Bob Dylan, The Beatles and the Rolling Stones each passed the half-century mark this year with none of the fanfare typically accorded such milestones. The Eagles have grand 40th anniversary plans for 2013, and the Beach Boys saluted their 50th with this year's reunion album and ambitious world tour.
So where's the confetti for Dylan, the Fab Four and the Stones?
They don't need it, says Josh Jackson, Paste magazine editor in chief. "There are no artists bigger or more iconic," he says. "They're still in the public eye. The Beach Boys needed a 50th anniversary tour to call attention to themselves."
Dylan, whose eponymous debut arrived March 19, 1962, will release his 35th studio album, Tempest, on Sept. 11 with no ties to the first. For The Beatles, 1962 proved pivotal at several points: They signed a record contract and first went into the studio with producer George Martin in June, hired Ringo Starr in August and released first single Love Me Do in the U.K. in October. The only official output this year: the iTunes compilation Tomorrow Never Knows.

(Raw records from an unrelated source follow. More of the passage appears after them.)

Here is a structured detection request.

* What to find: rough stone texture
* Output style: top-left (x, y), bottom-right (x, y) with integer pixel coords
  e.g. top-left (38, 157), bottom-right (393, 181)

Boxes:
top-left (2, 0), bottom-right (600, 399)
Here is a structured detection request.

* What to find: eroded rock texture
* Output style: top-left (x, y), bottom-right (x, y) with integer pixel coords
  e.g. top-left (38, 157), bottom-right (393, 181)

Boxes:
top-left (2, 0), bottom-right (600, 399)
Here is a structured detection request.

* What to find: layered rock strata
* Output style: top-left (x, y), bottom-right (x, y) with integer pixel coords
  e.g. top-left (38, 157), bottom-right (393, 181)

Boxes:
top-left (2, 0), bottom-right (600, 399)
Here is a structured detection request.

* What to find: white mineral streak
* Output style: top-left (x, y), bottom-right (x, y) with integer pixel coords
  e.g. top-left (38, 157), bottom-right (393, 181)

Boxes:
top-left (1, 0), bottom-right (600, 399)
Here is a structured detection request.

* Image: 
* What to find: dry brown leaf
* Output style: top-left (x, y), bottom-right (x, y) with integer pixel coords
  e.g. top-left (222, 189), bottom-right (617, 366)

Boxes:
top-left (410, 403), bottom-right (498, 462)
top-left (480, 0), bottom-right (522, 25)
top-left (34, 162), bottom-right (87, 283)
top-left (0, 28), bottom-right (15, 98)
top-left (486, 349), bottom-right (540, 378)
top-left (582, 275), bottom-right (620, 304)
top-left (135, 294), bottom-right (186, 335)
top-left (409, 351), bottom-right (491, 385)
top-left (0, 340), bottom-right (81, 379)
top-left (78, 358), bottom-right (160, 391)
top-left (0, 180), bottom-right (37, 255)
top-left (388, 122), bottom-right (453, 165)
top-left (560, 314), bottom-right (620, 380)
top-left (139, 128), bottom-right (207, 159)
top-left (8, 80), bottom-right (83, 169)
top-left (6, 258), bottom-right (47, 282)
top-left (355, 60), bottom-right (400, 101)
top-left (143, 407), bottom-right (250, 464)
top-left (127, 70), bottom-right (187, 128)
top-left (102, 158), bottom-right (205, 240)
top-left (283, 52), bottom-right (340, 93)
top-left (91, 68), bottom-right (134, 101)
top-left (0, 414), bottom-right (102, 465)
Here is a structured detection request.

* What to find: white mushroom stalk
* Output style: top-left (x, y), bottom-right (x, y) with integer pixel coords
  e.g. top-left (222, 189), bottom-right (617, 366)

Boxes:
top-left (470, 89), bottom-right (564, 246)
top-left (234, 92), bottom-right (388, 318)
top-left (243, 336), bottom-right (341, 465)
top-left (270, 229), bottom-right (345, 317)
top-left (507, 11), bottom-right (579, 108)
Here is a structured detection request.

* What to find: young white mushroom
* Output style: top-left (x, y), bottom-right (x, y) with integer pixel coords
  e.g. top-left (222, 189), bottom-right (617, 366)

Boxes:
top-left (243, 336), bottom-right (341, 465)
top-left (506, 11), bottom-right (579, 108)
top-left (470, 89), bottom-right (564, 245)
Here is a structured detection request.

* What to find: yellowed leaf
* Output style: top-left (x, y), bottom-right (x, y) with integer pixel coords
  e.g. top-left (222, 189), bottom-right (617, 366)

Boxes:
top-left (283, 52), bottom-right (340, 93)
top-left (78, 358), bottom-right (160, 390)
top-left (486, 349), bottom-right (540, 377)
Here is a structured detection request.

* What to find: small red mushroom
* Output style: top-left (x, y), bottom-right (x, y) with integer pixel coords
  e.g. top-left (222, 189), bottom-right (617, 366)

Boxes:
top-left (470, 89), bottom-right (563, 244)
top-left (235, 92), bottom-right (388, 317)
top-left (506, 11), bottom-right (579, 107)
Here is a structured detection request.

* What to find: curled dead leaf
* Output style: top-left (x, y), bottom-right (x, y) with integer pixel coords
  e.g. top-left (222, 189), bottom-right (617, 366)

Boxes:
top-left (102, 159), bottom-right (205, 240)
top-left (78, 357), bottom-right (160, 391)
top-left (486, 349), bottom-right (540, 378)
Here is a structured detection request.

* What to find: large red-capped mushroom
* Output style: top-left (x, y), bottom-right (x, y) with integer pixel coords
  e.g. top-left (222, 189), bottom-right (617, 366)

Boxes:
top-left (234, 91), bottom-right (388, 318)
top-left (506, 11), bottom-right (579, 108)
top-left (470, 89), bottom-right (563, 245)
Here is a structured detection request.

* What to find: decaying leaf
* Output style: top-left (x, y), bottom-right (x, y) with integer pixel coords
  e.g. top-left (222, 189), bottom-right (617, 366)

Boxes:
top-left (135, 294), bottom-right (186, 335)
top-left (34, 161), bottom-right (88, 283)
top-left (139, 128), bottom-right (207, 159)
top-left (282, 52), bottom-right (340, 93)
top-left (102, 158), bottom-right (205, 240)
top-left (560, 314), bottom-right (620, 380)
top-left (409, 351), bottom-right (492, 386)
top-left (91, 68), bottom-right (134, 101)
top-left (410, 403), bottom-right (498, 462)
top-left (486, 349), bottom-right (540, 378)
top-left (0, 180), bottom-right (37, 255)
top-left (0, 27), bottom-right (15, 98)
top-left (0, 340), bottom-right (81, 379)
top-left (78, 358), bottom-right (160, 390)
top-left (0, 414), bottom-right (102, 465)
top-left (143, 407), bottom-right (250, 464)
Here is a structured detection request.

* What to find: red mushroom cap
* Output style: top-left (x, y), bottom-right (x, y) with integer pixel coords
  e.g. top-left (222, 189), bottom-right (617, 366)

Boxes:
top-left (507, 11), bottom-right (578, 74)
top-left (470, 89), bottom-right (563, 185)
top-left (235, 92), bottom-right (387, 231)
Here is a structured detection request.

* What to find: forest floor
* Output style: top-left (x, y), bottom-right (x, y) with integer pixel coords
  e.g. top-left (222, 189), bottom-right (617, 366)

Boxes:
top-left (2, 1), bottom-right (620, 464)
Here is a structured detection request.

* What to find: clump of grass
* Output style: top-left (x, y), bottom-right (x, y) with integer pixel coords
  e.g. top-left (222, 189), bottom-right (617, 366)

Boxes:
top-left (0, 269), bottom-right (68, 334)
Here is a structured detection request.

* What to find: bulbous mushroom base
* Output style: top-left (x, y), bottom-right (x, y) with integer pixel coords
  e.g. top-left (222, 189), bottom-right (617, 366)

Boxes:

The Stones, who played their first gig together at London's Marquee Club on July 12, 1962, observed the day 50 years later by attending a photo exhibit spotlighting the band. Mick Jagger and Keith Richards are cooperating in an upcoming HBO documentary. But the group known for some of history's most lucrative, lavish tours has only hinted at staging shows to toast its longevity.
The Stones "will make a big deal of their anniversary — just one year removed," predicts Jim Farber, music critic at New York's Daily News. "They couldn't get themselves together in time to celebrate this year."
He's not surprised by any of the non-events.
Citing the 1967 Dylan documentary Don't Look Back, Farber says: "That says it all. For five decades, Dylan has moved aggressively, even defiantly, forward."
The Beatles "aren't here anymore, so they can't exploit their anniversary with a tour or new music," he says. By contrast, the Beach Boys' sentimental music "has always been tied to pining for a lost time, the eternal summer that never was."
That touches on another reason why three aging acts may be ducking their golden anniversaries.
"The nostalgia aspect can't be avoided, and I imagine it's something they don't want to scream about," says Jackson, who welcomes a break from the hype and hoopla. "It's refreshing that some artists are not milking every opportunity."